Blania claimed in a separate interview with WIRED that the pair were inspired by PayPal’s rise during regular Sunday gatherings at Atlman’s house. The World team saw themselves building out a similar network for tokens on a distributed network in a similar way to how Peter Thiel, Max Levchin, and others once pioneered digital payments and fundamentally changed online commerce.
The World app, for now, is free for everyone to use. It’s free to scan your eyeballs, too. Tools for Humanity itself is venture-backed, and the foundation, in its land grab for the modern identity verification market and your personal biometric data, is focused on scale, scale, scale. Eventually, it may make money through processing fees, Blania said.
Most of Tools for Humanity’s expansion plans for now are in locations outside of the US, due to murky regulations around crypto stateside, the organization’s spokesperson told me.
If you use the Orb and compatible app in the US, it will check and store your iris but wo n’t create a crypto token for you.
The Worldcoin project was exposed two and a half years ago because of allegedly deceptive and exploitative methods used to recruit people to scan their iris. Blania at the time attributed this haphazard behavior to the organization’s” startup” phase. In an interview with WIRED, Blania said the company is doing “like, a thousand things” to ensure a more rigorous consent process. Every market where World will be will have an “operational team” of staffing. He said there will be “explanations” in the World app for how the product works.
” And again, there is no data stored in any central place or anything”, Blania said.

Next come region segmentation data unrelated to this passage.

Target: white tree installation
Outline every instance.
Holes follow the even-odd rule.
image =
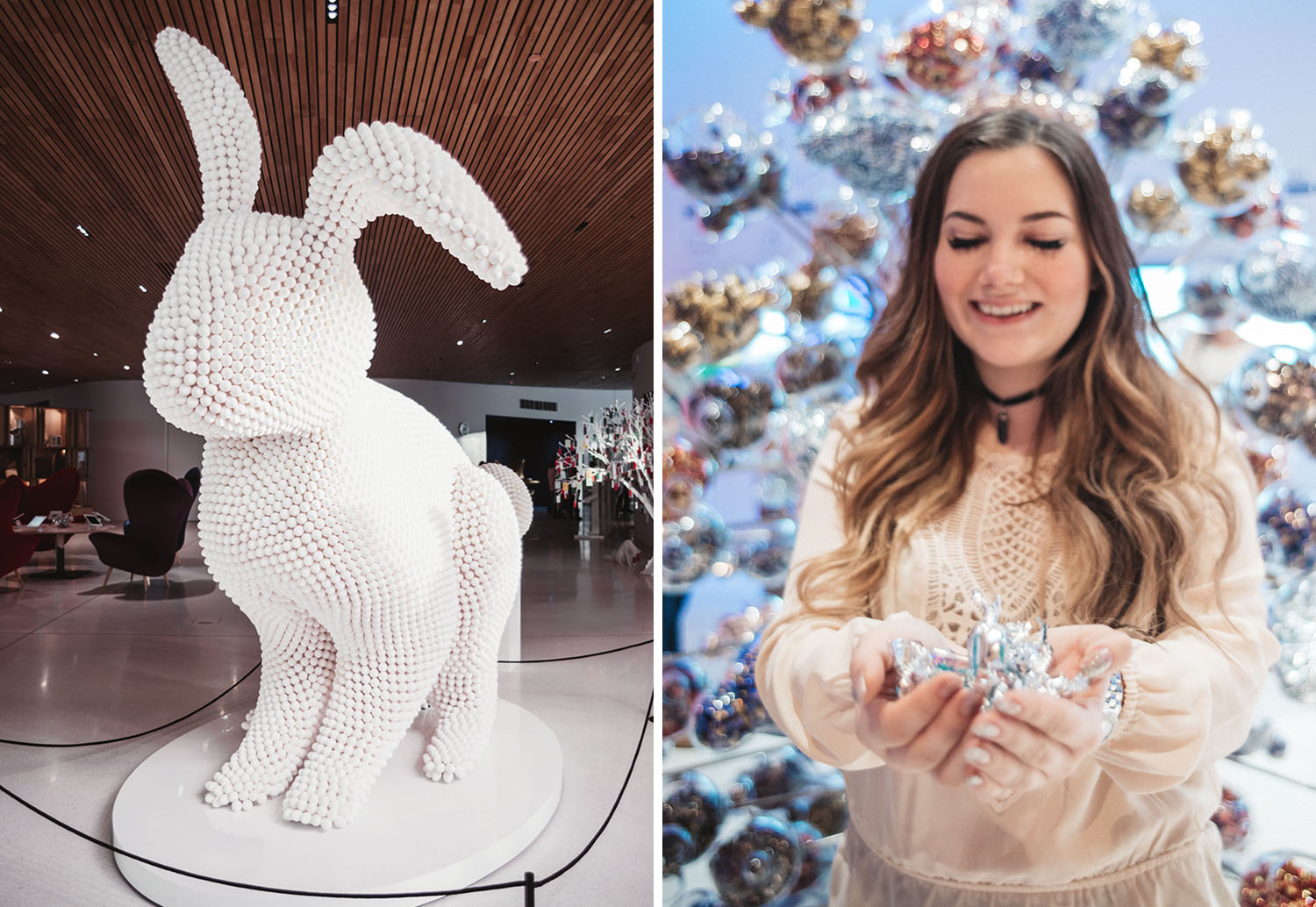
[[[146,392],[205,437],[201,550],[263,661],[247,733],[205,799],[243,810],[286,791],[286,819],[343,825],[426,698],[425,774],[451,781],[480,756],[529,513],[509,500],[524,486],[491,474],[503,467],[474,467],[425,409],[366,378],[375,321],[353,246],[400,213],[496,288],[525,258],[461,165],[391,122],[324,149],[305,217],[253,212],[261,138],[242,90],[182,32],[155,51],[204,215],[146,337]]]
[[[600,482],[624,487],[654,516],[653,396],[604,407],[584,417],[576,441],[558,449],[558,479],[563,491],[580,494]],[[650,571],[650,566],[645,570]]]

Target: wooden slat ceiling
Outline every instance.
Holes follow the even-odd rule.
[[[653,336],[653,0],[343,0],[337,24],[325,0],[0,0],[0,392],[141,376],[201,219],[154,53],[168,25],[251,103],[257,211],[301,216],[321,147],[393,121],[447,149],[521,241],[529,274],[497,292],[411,221],[374,221],[371,376],[629,387]]]

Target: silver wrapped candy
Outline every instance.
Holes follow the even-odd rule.
[[[809,117],[800,149],[857,192],[887,204],[913,195],[923,162],[937,142],[937,118],[892,95],[859,91]]]
[[[965,690],[982,695],[984,711],[1011,690],[1036,690],[1062,698],[1087,690],[1092,678],[1086,674],[1048,674],[1051,646],[1046,642],[1046,624],[1032,620],[1003,623],[999,596],[988,602],[974,590],[973,600],[983,612],[983,619],[969,633],[967,656],[925,646],[915,640],[891,641],[899,677],[896,695],[904,695],[946,671],[958,674]]]

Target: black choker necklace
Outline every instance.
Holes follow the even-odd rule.
[[[983,394],[987,395],[987,399],[995,403],[998,407],[1004,407],[1004,408],[1012,407],[1016,403],[1026,403],[1028,400],[1032,400],[1041,392],[1042,392],[1041,387],[1034,387],[1030,391],[1025,391],[1024,394],[1016,394],[1015,396],[996,396],[995,394],[991,392],[990,388],[987,388],[986,384],[983,386]],[[1005,412],[1004,408],[996,413],[996,440],[1000,441],[1001,444],[1008,444],[1009,413]]]

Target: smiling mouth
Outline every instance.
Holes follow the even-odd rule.
[[[992,305],[991,303],[983,303],[976,299],[970,304],[974,307],[974,311],[992,319],[1012,319],[1019,315],[1028,315],[1033,309],[1041,307],[1041,303],[1011,303],[1008,305]]]

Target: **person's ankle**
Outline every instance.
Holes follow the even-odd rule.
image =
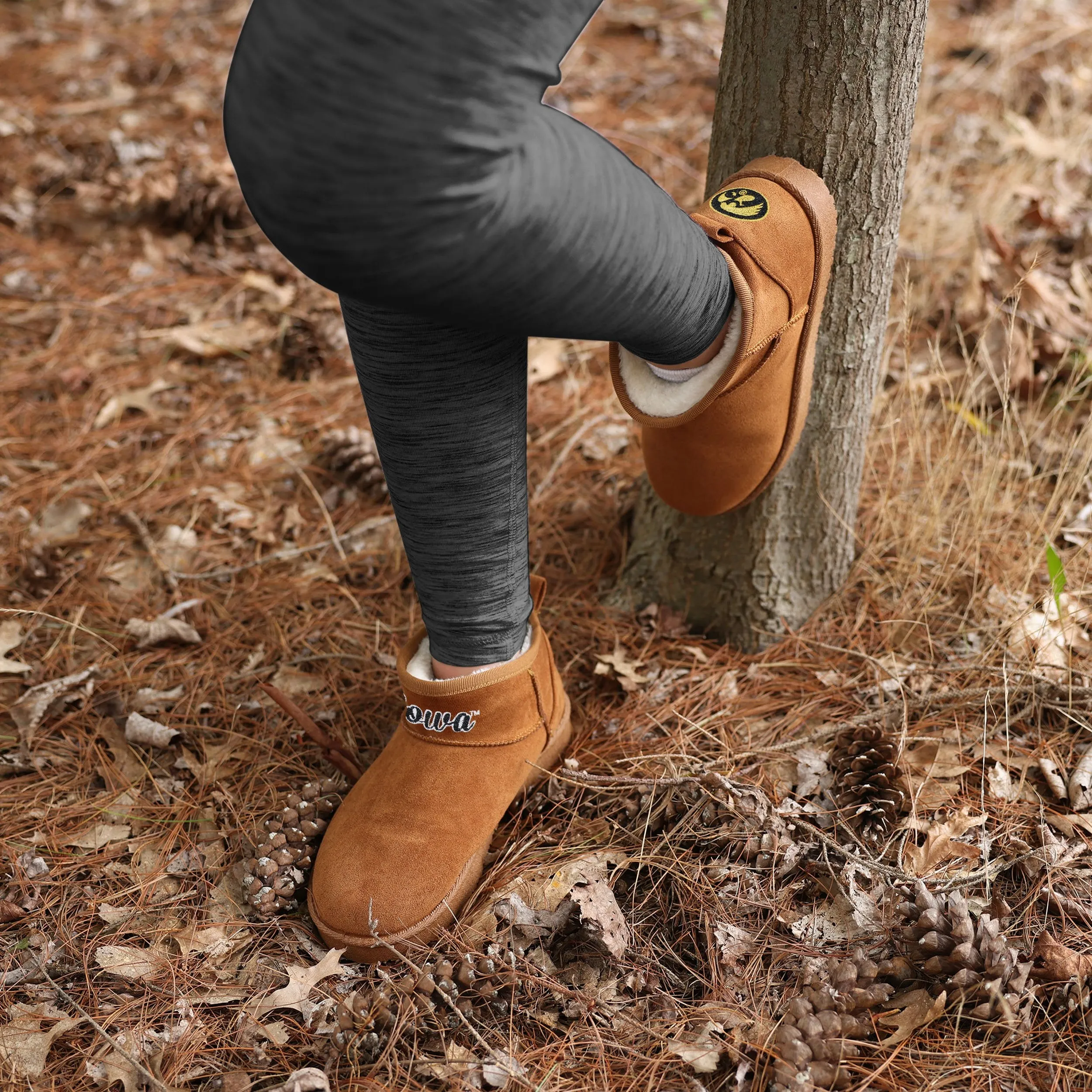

In 2023, the service was also being investigated by the governments in Germany, Brazil, India, South Korea, and Kenya, over concerns about how it was storing and using biometric data. Kenya completely suspended Worldcoin enrollment. South Korea fined the company. Worldcoin suspended its own service in India, Brazil, and France.
Blania stated that Kenya’s perception of World will rekindle” sometime soon.”
Blania objected to the notion that the world was placing a higher priority on Latin America over other regions when asked about the focus on Latin America as a potential growth market through the partnership with Rappi for orbs-on-delivery.
” It’s just that we have limited resources, and there’s a natural sequencing happening”, Blania said. ” We are similarly focused on Asia and other places. Argentina has been a fast-growing market for us, for example, and we’re excited about that”.
” But the project is literally called World”, he added.
After the keynote address, Altman entered the press room and apologized for being unable to remain, before running away like a head of state.